Ren does not avoid sensitive issues. When local reporters asked about the US accusations, Ren said: "Huawei equipment is almost non-existent in networks currently running in the US. We have never sold any key equipment to major US carriers, nor have we sold any equipment to any US government agency. Huawei has no connection with any cybersecurity issues the US has conceived of, whether they are in the past, the current or the future."
Scott Sykes, a Huawei spokesman, told The Wall Street Journal: "Mr Ren is starting to feel more comfortable about speaking with the media. This is a major step for us."
Ren founded Huawei in 1987, when he was 44 years old. Before that, he had launched businesses over three years but none were successful. Ren did not give up but established Huawei with a registered capital of 20,000 yuan ($32,525). Initially Huawei just traded telecom equipment.
The first group of China's iconic entrepreneurs appeared in the 1980s, when the country underwent reform and opening-up. Among Ren's peers are Liu Chuanzhi, the founder of Lenovo Group, and Zhang Ruimin, who built up Haier Group, the home appliance empire.
Addressing questions about his experience as an engineer in the People's Liberation Army, years before he founded Huawei, Ren was quoted by a Fairfax New Zealand article as follows: "Back in 1978 ... my personal belief was to work hard, dedicate myself or even sacrifice myself for the benefit of the people."
After 24 years, when Huawei had grown into a telecom equipment giant that now challenges most of its rivals, Ken Hu, its deputy chairman, said in a public defense of Ren's background that many CEOs in big US companies are Democrats or Republicans and some of them, just like Ren, had served in the military. Nearly one-third of US CEOs in global Fortune 500 companies are graduates of the United States Military Academy at West Point, according to public records.
Ren is said to be a workaholic. His cellphone is turned on almost 24 hours a day, according to the book Will Huawei Fall Next? Ren takes more than 100 flights every year and he has no hobbies apart from reading and thinking.
Ren's work ethic has paid off. In 2012, Huawei secured its position as the world's second-largest telecom equipment vendor and delivered the best financial figures among the top five players.
Huawei is not far behind the No 1 vendor Ericsson. Huawei's revenue rose 8 percent to 220 billion yuan last year. Its net profit increased to 15.38 billion yuan during the period, up from 11.65 billion yuan a year earlier. Ericsson booked about $38 billion in revenue in 2012.

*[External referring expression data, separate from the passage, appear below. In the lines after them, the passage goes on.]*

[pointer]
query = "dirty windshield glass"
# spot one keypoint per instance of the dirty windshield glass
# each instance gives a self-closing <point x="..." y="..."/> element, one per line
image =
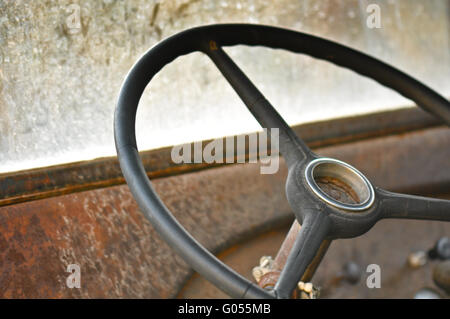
<point x="62" y="64"/>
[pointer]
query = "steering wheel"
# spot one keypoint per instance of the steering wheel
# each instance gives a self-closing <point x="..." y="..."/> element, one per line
<point x="322" y="216"/>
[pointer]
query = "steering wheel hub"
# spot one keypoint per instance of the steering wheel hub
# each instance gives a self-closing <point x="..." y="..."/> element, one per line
<point x="339" y="184"/>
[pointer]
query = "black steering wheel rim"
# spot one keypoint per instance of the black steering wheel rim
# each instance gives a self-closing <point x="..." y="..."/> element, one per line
<point x="205" y="39"/>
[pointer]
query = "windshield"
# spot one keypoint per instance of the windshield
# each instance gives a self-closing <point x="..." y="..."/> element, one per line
<point x="61" y="67"/>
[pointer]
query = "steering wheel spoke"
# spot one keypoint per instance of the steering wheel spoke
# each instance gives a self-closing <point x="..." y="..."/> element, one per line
<point x="395" y="205"/>
<point x="309" y="239"/>
<point x="291" y="147"/>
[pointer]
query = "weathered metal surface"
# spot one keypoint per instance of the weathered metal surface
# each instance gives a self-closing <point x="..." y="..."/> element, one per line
<point x="64" y="179"/>
<point x="120" y="254"/>
<point x="388" y="244"/>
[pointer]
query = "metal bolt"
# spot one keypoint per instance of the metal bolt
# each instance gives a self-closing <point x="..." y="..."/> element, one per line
<point x="441" y="250"/>
<point x="417" y="259"/>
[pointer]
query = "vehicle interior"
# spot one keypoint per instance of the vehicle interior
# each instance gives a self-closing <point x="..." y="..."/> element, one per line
<point x="215" y="149"/>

Huawei's rise accompanied the fall of other great companies. The stock price of Lucent Technologies Inc peaked at $84 a share in 1999 but quickly fell to a few dozen cents a share in 2002.
Lucent, which owns Bell Laboratories, was once regarded as a company with the most powerful telecom technologies. It merged with French-based Alcatel in 2007.
The major reasons behind Huawei's success are said to be its customer orientation and its continuous self-criticism, according to Ren. He once said, Huawei should treat customers with great passion. "Serving clients is the only reason why Huawei exists," Ren wrote in an article.
At an internal conference in March, Ren reiterated Huawei, a privately held company, would not seek a public listing for at least a decade. Previously, Ren explained to AEA Investors Chairman Vincent Mai and US business leaders at a New York lunch that technology companies such as his were driven by talented people. If Huawei lists too early it will create many millionaires which would damage people's passion for work, he said.
Ren also said he has only four family members working at Huawei and they will never be his successors. It requires many capabilities such as vision to become Huawei's leader but they lack this requirement, Ren said.
When he finally attempted to dismiss the air of mystery that surrounds him, Ren even talked about his retirement. He said he would open a bottle of champagne at the time.
"Maybe I will open a cafe or a restaurant and have a farm," he was quoted as saying. He didn't disclose a specific date but said it depends whether Huawei still needs him.